There's always that weird blend of innocence and sophistication in Rodger's young-YA books.  Similarly, there's the issue of Boris's mother, Sascha.  When Annabel thinks she's the maid, Sascha tells Annabel that Morris's mother is "crazed."  It's unclear if she's as unresponsible as Boris/Morris thinks.  She does end up saving the day, with the money from a sold screenplay, when Boris's Derby bet goes wrong.  But it is genuinely scary when Boris thinks he's gotten them deeply in debt, and when she throws the new lamp at the new coffee table. 

Earlier, Boris shakes Ape Face till the little kid's teeth rattle, because Ape Face has lost them the Box (magic TV), so Annabel socks Boris in the jaw.  It's an intense, violent moment in what is otherwise a frothy read.  It's played for humor but it is disquieting.

Ape Face is both catalytic and off to the side in this book compared to before.  He fixes Boris's broken-down old set far beyond expectations, but he doesn't want to use the Box to affect people's lives.  Boris seems to find Ape Face more annoying than in Freaky, Annabel less so, except when she's caught in a snowstorm that he mysteriously knew about.  Ape Face does help Annabel comfort a younger kid, who he figures out must be a girl because no boy would have his hair so short.  (Again, it's 1974.)

Annabel's parents are also less prominent, her father in particular.  Her mother is taking courses at Columbia, which gets her out of the way during the scheming.  Feminism is more taken for granted than in the earlier book, as when Annabel assumes that she'll be a traveling journalist and hubby Boris will have to cook at least some of the time.  (He's better at it anyway.)

By the time of Summer Switch, Boris is an ex and Annabel is in college.  Ape Face is 12, no longer a cute little kid.  So it's of the series but less linked than these first two books are, like FF and BfB are siblings, Summer Switch a cousin.  (And Freaky Monday, which Rodgers cowrote in 2009 is a very distant relation.) 

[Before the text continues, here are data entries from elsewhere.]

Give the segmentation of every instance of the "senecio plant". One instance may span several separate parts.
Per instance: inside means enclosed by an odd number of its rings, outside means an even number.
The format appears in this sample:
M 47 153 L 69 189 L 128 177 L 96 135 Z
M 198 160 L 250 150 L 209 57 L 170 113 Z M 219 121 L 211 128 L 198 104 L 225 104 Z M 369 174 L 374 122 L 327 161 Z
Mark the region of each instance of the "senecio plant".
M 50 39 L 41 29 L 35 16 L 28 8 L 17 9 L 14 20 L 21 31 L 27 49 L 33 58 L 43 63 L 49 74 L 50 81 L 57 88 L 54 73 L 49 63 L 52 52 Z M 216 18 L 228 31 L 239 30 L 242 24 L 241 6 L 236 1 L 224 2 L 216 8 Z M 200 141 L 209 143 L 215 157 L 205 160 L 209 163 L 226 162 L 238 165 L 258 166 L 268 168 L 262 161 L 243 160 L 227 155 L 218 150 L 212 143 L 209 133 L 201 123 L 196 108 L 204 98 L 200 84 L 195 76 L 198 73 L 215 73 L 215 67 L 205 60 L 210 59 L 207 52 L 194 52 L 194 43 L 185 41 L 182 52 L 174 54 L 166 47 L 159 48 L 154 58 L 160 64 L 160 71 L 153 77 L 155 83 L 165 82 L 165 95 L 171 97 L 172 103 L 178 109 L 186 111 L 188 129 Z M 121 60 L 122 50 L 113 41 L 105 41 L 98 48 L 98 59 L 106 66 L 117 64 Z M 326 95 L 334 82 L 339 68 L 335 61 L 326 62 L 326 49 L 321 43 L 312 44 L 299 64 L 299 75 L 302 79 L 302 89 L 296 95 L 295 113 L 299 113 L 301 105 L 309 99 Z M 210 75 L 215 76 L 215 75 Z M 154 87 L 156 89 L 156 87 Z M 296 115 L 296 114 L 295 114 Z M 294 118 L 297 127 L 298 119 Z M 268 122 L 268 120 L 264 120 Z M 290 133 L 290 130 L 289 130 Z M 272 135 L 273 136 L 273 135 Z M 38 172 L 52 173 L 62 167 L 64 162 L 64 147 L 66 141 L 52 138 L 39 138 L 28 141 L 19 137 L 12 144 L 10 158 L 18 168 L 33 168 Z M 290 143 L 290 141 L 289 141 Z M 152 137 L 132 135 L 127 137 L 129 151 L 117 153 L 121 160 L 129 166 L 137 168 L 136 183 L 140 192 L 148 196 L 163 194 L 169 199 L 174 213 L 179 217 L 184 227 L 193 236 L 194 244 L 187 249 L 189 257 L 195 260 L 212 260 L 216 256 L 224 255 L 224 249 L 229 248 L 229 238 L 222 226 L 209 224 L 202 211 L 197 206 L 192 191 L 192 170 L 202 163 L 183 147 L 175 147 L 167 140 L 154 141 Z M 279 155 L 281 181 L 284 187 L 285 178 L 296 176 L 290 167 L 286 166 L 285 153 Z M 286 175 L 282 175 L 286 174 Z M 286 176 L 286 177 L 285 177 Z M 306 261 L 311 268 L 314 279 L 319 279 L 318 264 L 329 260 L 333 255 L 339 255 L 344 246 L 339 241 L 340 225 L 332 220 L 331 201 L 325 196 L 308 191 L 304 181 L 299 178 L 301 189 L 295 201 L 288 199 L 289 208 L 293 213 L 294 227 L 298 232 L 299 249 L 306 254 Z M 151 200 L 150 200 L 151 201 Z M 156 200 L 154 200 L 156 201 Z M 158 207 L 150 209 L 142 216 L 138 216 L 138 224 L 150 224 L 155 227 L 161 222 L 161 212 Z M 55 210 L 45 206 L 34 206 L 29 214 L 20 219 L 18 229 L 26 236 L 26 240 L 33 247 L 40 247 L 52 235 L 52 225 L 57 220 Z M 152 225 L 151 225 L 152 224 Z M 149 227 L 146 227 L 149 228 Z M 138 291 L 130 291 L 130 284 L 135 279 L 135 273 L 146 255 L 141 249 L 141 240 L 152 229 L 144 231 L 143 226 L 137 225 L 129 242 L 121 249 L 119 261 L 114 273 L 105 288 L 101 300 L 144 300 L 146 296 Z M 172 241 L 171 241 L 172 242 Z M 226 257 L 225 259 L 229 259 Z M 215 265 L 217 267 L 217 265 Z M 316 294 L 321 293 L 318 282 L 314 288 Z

As with Freaky being a project for English, this book is supposed to be a long account for (fictional) Barron University's Dept of ESP and Parapsychology.  The professor who replies says they're very interested in the Box, but his wife thinks it's fiction and should be submitted to "her old friend, Ursula Nordstrom, Senior Editor at Harper & Row."  That slightly in-joky, very New-Yorky touch is part of the fun of Mary Rodgers at her '70s best.